Nasılsa o zaman kadar "mübadele"nin sosyolojik, psikolojik, ekonomik boyutları üzerinde kafa yormamıştım.

Okuyup araştırdıkça kendime başka türlü olabilir miydi, diye sordum çoğu kez? Hele hele Yugoslavya'nın parçalanma sürecinde yaşananları öğrendikçe mübadeleye salt güvenlik açısından bakmayı sorgular oldum.

Aslında Anadolu, göçmenliğin, sürgünlüğün, mülteciliğin tarihinin yazıldığı bir coğrafya. Ancak bu coğrafya, 1789 Fransız ihtilaliyle başlayıp dünyayı dalga dalga saran milliyetçiliğin etkisini birçok coğrafyadan daha derin acılar yaşayarak geçiyor.

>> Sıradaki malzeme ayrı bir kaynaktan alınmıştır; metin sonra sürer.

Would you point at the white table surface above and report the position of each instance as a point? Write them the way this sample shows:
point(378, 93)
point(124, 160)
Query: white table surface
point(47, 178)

Günümüzde Suriyeli bir mülteci aileye bakışınız da, devletinizin Suriye'ye çomak sokanlar arasında olması da, göç edilen ülkenin göçmen çocuklarına anadilinde eğitim vermemek için bin bir dereden su getirmeleri hep aynı bakış açısının ürünü.

Birleşmiş Milletler (BM) Eğitim, Bilim ve Kültür Örgütü (UNESCO), 2000'den bu yana 21 Şubatı dilsel farkındalık yaratmak ve çok dilliliği teşvik etmek için "Dünya Anadil Günü" olarak kabul etmiş.

İyi de bundan kimin haberi var? Kim bunun gereğini yapıyor?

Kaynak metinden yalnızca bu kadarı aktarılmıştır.